From:Jörg Rhiemeier <joerg_rhiemeier@...>
Date:Thursday, September 11, 2008, 14:20
Hallo!

On Wed, 10 Sep 2008 20:39:05 -0400, Herman Miller wrote:

> Jörg Rhiemeier wrote: > > Hallo! > > [...] > > > > This works of course only as much as your world is similar > > enough to ours. It works well, for instance, with Tolkienesque > > fantasy worlds that closely resemble Medieval Europe plus Elves > > and dragons, but not so well with a bizarre world like H. S. > > Teoh's Ferochromon where nothing is the way we are used to. > > The reality of the Zireen and Sangari worlds is fundamentally very > similar to our own in the basics of physics and chemistry at least. > Impossible Gates between worlds do exist, but as they are so rare, we > could be living in a world with Impossible Gates and not even know it. > Biology is carbon-based, and the basics of metabolism are likely to be > very similar.
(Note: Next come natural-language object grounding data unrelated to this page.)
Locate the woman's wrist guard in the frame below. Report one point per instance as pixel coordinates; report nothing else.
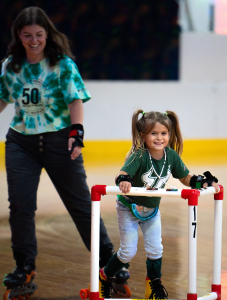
(77, 132)
(123, 178)
(197, 182)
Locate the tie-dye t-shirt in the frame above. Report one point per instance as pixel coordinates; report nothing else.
(42, 94)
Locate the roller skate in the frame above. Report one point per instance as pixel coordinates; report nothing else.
(19, 283)
(155, 289)
(105, 285)
(113, 287)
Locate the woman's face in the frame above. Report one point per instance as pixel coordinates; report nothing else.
(33, 38)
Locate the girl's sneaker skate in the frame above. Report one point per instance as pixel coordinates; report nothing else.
(19, 283)
(155, 289)
(105, 285)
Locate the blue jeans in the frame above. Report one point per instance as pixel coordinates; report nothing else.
(128, 228)
(26, 155)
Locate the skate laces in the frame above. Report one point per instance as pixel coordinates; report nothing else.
(158, 290)
(106, 285)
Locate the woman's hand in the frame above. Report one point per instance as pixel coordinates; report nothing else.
(76, 151)
(214, 184)
(125, 186)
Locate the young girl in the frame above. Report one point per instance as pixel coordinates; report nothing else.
(155, 155)
(40, 77)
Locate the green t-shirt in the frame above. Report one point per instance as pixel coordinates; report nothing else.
(41, 94)
(140, 169)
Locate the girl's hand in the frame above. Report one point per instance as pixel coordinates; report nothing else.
(76, 151)
(125, 186)
(214, 184)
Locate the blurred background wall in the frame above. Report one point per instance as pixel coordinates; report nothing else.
(154, 55)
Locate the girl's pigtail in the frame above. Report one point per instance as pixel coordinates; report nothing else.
(176, 140)
(137, 142)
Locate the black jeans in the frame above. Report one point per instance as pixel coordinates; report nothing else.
(25, 158)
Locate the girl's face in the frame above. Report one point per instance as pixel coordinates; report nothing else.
(157, 139)
(33, 38)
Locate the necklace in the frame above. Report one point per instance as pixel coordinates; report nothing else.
(159, 176)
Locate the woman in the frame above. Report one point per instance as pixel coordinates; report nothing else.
(41, 79)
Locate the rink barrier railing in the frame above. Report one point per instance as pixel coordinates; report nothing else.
(192, 196)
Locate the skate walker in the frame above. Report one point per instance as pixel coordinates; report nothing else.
(192, 195)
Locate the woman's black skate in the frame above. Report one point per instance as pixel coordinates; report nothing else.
(19, 283)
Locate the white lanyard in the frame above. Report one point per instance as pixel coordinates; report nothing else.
(159, 176)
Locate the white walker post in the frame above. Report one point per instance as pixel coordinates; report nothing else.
(192, 195)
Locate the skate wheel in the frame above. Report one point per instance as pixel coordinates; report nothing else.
(7, 297)
(127, 290)
(84, 293)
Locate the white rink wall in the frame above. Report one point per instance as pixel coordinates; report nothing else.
(199, 98)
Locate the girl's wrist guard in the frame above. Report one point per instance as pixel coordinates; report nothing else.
(197, 182)
(77, 132)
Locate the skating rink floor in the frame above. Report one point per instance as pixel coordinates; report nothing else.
(63, 263)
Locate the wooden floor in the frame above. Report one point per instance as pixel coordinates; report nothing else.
(63, 263)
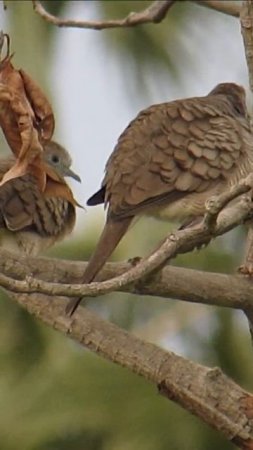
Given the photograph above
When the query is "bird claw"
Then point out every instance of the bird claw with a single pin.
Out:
(246, 269)
(134, 261)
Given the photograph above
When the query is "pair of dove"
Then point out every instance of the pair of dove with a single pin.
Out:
(169, 160)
Yes. With my main conlang Old Albic, it is even simpler: its speakers are humans, and they live in the same world as we do, only quite a long time ago (the Classical Era of Elvendom is around 600 BC). This means that many concepts in Old Albic are the same as in English. For example, the Old Albic word _mordenda_ can easily be translated as 'blackbird' because it refers to the same species as the English word, namely _Turdus merula_. Of course, there are cultural terms which have no simple English counterpart, as the culture of the British Elves is quite different from that of present-day England or America.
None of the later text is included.